Question

A solid bob of a material having density twice that of water is suspended with a massless and inextensible string of length \(L\). The whole set-up is placed inside a water-filled tank. The bob is imparted a horizontal velocity \(V_0\) at the lowest point \(A\), while the other end of the string is fixed, such that the bob completes a semi-circular trajectory in the vertical plane. The string becomes slack only when the bob reaches the topmost point \(C\). Assume that the effects of viscosity and water currents are negligible. The acceleration due to gravity is \(g\). What is the expression for \(V_0\)?

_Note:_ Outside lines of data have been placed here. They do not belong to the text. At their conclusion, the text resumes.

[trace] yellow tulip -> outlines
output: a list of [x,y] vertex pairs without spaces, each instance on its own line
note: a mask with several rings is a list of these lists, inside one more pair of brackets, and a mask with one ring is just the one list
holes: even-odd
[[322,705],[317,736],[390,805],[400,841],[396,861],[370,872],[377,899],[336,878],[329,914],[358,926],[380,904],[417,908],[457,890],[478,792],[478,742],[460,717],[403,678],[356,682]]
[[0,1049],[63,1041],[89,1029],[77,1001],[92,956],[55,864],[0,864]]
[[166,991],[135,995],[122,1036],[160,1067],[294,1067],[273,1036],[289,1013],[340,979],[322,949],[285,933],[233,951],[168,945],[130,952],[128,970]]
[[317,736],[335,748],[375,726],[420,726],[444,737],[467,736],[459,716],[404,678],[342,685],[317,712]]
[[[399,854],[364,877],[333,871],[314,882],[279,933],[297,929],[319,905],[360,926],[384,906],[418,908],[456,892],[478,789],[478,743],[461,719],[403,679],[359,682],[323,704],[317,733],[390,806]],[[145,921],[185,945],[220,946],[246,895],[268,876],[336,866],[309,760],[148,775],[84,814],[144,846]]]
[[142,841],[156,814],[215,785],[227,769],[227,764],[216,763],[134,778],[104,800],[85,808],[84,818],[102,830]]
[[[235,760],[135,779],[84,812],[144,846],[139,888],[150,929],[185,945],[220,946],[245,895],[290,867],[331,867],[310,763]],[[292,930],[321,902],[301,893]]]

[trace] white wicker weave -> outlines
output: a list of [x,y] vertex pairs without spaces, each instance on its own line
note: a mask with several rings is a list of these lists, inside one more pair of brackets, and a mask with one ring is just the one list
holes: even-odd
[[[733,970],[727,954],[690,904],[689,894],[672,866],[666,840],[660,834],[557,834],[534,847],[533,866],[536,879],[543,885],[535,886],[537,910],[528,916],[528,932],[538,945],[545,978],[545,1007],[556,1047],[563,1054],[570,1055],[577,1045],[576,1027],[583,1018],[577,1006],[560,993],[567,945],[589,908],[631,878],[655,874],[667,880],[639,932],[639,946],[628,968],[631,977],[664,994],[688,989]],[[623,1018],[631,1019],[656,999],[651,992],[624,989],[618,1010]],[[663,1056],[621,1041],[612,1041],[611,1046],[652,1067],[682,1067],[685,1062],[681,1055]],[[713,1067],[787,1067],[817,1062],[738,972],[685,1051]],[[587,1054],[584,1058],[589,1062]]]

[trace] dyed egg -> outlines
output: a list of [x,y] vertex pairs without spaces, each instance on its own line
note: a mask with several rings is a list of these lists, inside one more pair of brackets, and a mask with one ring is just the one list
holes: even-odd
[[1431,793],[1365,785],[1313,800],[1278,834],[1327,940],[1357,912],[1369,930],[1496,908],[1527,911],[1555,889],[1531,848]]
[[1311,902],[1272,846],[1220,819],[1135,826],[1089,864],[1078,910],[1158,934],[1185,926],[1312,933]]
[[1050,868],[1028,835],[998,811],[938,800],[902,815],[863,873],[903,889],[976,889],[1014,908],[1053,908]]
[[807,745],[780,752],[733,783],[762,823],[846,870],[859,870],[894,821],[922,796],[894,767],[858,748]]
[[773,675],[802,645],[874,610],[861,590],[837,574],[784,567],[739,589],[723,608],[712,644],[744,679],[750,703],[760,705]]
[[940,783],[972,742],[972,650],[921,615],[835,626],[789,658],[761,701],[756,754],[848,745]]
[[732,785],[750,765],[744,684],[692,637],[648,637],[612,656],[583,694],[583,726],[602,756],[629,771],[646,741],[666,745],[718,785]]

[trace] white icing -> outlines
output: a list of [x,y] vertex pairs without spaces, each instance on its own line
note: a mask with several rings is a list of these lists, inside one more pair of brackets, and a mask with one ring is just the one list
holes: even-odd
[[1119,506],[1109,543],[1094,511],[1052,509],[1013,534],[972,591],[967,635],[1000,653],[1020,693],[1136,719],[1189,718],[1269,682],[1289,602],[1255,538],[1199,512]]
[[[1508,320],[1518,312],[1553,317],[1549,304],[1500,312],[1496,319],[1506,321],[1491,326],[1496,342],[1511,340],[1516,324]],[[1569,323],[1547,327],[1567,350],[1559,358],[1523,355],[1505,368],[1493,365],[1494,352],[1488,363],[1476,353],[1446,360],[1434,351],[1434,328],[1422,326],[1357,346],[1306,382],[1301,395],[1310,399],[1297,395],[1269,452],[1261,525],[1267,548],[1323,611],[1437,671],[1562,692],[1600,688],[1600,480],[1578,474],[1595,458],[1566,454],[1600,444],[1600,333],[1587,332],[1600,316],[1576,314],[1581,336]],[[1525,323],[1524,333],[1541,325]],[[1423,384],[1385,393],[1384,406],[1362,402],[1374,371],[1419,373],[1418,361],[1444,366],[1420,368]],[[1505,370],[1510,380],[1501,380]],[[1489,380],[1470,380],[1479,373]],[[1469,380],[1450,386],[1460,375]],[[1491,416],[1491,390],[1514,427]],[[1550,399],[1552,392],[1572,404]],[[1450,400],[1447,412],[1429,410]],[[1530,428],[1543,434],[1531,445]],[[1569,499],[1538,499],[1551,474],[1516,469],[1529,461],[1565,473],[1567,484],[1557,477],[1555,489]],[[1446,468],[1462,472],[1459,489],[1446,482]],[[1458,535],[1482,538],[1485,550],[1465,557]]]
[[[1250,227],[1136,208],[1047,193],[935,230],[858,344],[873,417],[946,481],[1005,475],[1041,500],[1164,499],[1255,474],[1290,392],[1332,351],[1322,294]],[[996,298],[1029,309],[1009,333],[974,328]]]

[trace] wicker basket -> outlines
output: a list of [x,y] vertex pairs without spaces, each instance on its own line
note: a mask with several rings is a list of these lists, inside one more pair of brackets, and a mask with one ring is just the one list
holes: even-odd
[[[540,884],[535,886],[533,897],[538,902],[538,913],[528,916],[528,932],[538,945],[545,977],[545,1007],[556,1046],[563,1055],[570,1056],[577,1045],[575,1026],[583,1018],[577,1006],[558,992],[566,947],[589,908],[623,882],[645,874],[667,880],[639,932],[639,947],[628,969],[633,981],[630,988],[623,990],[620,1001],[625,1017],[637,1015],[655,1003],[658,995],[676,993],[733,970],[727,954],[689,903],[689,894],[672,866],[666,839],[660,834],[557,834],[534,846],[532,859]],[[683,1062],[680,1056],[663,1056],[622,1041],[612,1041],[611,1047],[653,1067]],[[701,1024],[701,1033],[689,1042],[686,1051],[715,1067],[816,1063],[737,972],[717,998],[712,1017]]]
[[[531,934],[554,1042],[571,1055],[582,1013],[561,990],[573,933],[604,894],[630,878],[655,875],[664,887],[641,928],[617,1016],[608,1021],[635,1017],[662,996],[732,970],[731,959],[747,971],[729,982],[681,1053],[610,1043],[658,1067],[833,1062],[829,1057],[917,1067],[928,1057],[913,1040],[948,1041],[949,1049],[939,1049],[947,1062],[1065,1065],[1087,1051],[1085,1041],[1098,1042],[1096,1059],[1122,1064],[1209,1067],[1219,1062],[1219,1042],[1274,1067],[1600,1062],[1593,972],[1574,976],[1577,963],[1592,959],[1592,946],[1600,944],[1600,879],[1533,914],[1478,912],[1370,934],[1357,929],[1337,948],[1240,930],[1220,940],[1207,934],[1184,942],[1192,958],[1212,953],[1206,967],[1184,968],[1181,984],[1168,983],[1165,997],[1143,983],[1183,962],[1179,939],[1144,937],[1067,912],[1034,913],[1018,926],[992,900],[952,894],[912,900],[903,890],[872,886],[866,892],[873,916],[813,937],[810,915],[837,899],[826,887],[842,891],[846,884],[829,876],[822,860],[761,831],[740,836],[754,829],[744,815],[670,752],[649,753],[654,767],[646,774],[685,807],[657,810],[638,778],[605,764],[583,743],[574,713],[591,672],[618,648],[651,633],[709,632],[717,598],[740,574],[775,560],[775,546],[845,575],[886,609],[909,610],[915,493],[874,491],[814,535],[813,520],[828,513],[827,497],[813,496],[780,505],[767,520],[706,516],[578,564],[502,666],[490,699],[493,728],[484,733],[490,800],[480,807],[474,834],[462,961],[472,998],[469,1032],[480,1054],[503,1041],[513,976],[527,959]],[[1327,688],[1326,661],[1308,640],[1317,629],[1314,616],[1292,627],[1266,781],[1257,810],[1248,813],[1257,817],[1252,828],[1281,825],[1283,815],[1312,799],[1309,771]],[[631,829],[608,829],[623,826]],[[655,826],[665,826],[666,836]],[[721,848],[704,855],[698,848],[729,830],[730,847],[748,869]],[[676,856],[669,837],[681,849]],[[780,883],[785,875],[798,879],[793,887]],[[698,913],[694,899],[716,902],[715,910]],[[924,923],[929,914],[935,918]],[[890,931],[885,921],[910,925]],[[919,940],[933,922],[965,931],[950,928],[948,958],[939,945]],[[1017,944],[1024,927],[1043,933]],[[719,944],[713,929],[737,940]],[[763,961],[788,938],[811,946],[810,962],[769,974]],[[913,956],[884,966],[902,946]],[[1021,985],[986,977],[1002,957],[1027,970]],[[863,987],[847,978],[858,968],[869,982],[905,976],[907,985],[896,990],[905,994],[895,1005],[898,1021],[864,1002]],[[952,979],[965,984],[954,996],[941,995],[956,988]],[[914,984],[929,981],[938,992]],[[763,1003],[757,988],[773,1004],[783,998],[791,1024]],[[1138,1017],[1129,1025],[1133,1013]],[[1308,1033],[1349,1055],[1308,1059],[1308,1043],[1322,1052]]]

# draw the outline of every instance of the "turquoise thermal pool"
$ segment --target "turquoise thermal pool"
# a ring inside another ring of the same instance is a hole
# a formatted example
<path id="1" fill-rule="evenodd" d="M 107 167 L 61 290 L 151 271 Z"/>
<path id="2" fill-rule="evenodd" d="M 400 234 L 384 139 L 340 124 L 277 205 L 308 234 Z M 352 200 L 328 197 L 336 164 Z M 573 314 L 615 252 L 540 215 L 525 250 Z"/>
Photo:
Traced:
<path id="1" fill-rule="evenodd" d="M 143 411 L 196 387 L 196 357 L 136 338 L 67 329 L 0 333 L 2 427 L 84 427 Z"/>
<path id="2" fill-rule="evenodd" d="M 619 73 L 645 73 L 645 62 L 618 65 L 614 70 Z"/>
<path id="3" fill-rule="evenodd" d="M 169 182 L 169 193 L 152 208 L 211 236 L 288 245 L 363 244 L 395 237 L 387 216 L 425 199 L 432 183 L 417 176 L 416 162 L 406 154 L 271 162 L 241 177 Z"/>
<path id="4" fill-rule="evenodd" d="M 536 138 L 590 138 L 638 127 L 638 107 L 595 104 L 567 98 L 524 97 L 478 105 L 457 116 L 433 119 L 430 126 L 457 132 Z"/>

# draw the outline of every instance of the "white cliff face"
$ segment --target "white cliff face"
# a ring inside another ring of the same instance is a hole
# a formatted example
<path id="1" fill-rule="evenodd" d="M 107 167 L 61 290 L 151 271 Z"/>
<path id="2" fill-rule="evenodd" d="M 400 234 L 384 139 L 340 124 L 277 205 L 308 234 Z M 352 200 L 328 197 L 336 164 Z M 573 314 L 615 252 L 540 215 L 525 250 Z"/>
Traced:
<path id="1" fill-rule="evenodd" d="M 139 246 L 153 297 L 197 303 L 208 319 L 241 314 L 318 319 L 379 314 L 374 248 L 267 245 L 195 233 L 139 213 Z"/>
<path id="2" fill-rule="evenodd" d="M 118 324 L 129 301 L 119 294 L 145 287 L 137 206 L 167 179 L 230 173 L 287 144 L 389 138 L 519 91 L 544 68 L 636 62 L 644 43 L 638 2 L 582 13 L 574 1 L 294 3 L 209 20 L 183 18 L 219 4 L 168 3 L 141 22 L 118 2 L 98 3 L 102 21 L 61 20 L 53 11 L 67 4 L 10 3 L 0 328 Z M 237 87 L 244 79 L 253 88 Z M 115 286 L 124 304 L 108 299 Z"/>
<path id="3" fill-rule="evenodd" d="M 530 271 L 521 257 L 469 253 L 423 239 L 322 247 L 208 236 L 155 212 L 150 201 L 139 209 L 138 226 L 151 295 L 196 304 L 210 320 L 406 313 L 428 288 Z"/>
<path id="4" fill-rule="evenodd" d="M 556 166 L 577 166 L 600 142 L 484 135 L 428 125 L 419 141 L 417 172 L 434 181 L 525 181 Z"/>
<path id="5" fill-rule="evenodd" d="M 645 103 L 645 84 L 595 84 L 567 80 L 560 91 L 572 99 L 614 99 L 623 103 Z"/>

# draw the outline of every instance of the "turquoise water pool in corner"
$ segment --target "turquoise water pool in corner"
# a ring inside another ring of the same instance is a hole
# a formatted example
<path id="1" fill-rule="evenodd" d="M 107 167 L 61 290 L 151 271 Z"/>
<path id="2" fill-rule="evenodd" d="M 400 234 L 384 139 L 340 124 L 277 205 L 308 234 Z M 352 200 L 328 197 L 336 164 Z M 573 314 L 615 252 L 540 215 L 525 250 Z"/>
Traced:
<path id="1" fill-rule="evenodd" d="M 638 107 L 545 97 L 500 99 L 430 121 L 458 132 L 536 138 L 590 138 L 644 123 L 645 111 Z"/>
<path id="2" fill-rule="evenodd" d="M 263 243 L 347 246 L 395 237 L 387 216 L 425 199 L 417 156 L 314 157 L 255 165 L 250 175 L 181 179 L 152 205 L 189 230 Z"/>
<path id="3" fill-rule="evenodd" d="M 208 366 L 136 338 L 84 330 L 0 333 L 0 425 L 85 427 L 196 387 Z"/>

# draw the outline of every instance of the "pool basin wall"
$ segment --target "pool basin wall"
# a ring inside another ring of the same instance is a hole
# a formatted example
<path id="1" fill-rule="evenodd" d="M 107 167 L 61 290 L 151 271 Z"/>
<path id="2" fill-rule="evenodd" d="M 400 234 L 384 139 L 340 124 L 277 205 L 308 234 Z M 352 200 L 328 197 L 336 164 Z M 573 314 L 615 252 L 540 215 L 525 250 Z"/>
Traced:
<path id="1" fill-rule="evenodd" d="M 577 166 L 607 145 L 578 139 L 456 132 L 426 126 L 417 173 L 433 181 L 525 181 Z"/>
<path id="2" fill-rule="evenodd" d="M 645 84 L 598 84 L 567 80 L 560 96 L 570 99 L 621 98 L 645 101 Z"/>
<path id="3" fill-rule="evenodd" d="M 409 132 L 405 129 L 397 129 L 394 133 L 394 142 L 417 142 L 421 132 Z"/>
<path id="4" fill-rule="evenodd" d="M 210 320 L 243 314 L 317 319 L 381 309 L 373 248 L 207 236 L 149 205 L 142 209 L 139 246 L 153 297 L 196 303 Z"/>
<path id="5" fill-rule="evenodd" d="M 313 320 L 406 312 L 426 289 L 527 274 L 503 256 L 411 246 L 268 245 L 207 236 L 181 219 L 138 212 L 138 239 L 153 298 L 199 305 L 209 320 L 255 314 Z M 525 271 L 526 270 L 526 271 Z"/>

• A. \(\sqrt{\frac{5}{2}gL}\)
• B. \(\sqrt{5gL}\)
• C. \(\sqrt{2gL}\)
• D. \(\sqrt{\frac{3}{2}gL}\)

Hint:

Whenever a system is immersed in a fluid, replace gravity \(g\) with effective gravity \(g_{\text{eff}} = g\left(1 - \frac{\rho_{\text{fluid}}}{\rho_{\text{solid}}}\right)\).
Since \(\rho_{\text{solid}} = 2 \rho_{\text{fluid}}\), we get \(g_{\text{eff}} = g/2\).
The standard critical velocity formula \(\sqrt{5gL}\) then directly becomes \(\sqrt{5(g/2)L}\).

Answer 1

The Correct Option is A

Step 1: Understanding the Question:
The problem concerns vertical circular motion of a suspended bob inside a fluid medium (water).
Because the bob is submerged, it experiences a constant upward buoyant force in addition to gravity.
This modifies the effective acceleration due to gravity acting on the system.

Step 2: Key Formula or Approach:

• Net downward force (effective weight):
\[ F_{\text{eff}} = W - F_B = m g_{\text{eff}} \]

• For a bob to just complete vertical circular motion, the minimum velocity at the lowest point \(A\) is given by:
\[ V_0 = \sqrt{5 g_{\text{eff}} L} \]

Step 3: Detailed Explanation:

• Let the density of the bob be \(\rho_b\) and the density of water be \(\rho_w\). We are given \(\rho_b = 2\rho_w\).

• The mass of the bob is \(m = \rho_b V\), where \(V\) is its volume.

• The buoyant force exerted by water on the bob is:
\[ F_B = \rho_w V g \]

• The gravitational force on the bob is:
\[ W = \rho_b V g = 2 \rho_w V g \]

• The effective downward force is:
\[ F_{\text{eff}} = W - F_B = 2 \rho_w V g - \rho_w V g = \rho_w V g \]

• Thus, the effective gravitational acceleration is:
\[ g_{\text{eff}} = \frac{F_{\text{eff}}}{m} = \frac{\rho_w V g}{2 \rho_w V} = \frac{g}{2} \]

• For vertical circular motion, the condition for the string to just go slack at the highest point \(C\) is:
\[ V_0 = \sqrt{5 g_{\text{eff}} L} \]

• Substituting the value of \(g_{\text{eff}}\).:
\[ V_0 = \sqrt{5 \left(\frac{g}{2}\right) L} = \sqrt{\frac{5}{2} g L} \]

Step 4: Final Answer:
The expression for \(V_0\) is \(\sqrt{\frac{5}{2}gL}\).